The first thing to notice is how many reviews a company has. It’s hard to fake a substantial number reviews, so the more the better. Assuming you’ve used a reliable review site, check out the person who gave each review. Look at their social media profiles to see if they are active online. Notice if they have a real life. You can also use this method to check out testimonials on the contractor’s site if the customer’s full name is given.
Pay attention to the kind of wording they use. Does their review sound like it was written by someone in the industry or by a person who has a more general common knowledge of the subject? Reviews written by real customers usually use generic words like “concrete” rather than brand names and specifications of the concrete, for example. Watch for reviews that have these common descriptions of specific services. Keep in mind that most customers don’t use industry lingo that consumers don’t know, but instead write the review as if they were telling a friend about the company in their natural language.
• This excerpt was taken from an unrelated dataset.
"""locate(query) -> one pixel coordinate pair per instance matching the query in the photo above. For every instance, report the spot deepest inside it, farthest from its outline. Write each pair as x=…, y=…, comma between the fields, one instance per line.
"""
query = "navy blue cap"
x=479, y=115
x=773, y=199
After looking at what real customers say about the contractor, you’re ready to narrow your list. As a rule, you need to choose at least three from your longer list. Request estimates from each of these. Look over the estimate carefully to make sure it covers all the services you require.
Know Who’s Doing the Work
General contractors often sub-contract out patio enclosures. Even some companies that bill themselves as patio contractors may hire people outside their company during busy times. Ask them directly if they use their own employees and if not, ask them about how they manage their sub-contractors. While sub-contractors generally get a bad rap, it’s not necessarily a bad thing. Think about it, by sub-contracting you are generally getting personnel specialized in their niche. If you contractor does, sub-contract be sure to make sure they have got tradesman on staff to handle the small details and things that might fall between trades. One inside way of figuring out if they do (have tradesman on staff), is to look at their trucks. Do they only have clean, shiny trucks with marketing graphics, or do they have some trucks loaded down with tools, and dents that show they’ve been doing ‘work’.
Check with the BBB
Anyone can be listed on the Better Business Bureau site. All they have to do is pay a fee to become an accredited member – and that usually leads to an ‘A Rating’. Yes, investigation has found instances of the BBB raising the rating for businesses that simply pay a fee. What you need to do is look for are their reviews. The BBB actually does a pretty good job of monitor reviews to ensure that they are from real customers and not fake! Also notice their positive reviews and whether they have satisfied anyone who has made a negative review.
Check Their Licensing
It’s crucial that you hire a contractor who is properly licensed. The lower price an unlicensed contractor can offer isn’t worth the risks you assume when you hire them. Their work tends to be shoddy and not up to code.
When asked, any contractor on your list is going to say they’re “licensed & insured” whether they are or not. So, you need to do some research to make sure they really are. In Florida, you can find out easily by checking the Florida Department of Business and Professional Regulation. Some companies, such as Gulf Coast Aluminum, show their business license details on their website as well.
See Their Insurance Certificate
This is a big one! As with licenses, it’s all too easy for a contractor to tell you they’re insured. Companies without insurance can cause you to face risks like being sued by a worker who is injured on your job. You need more than their word, though. You need to lay eyes on the actual insurance certificate. Make sure they have Workman’s Comp, Liability Insurance and Auto Insurance. If not, cross them off your list immediately. Again you need to look for their actual insurance certificate, which will look like this one below courtesy of Gulf Coast Aluminum.
Check Out Their Experience with Your Local Building Department
Find out whether the contractor has experience dealing with the building department that oversees patio work in your location. All these departments play by a slightly modified rule book, and they don’t all place the same emphasis on each rule. Of course since they are people too, the culture can change from place to place. If the contractor has worked with the one where you live, they will know how best to deal with that department to prevent delays.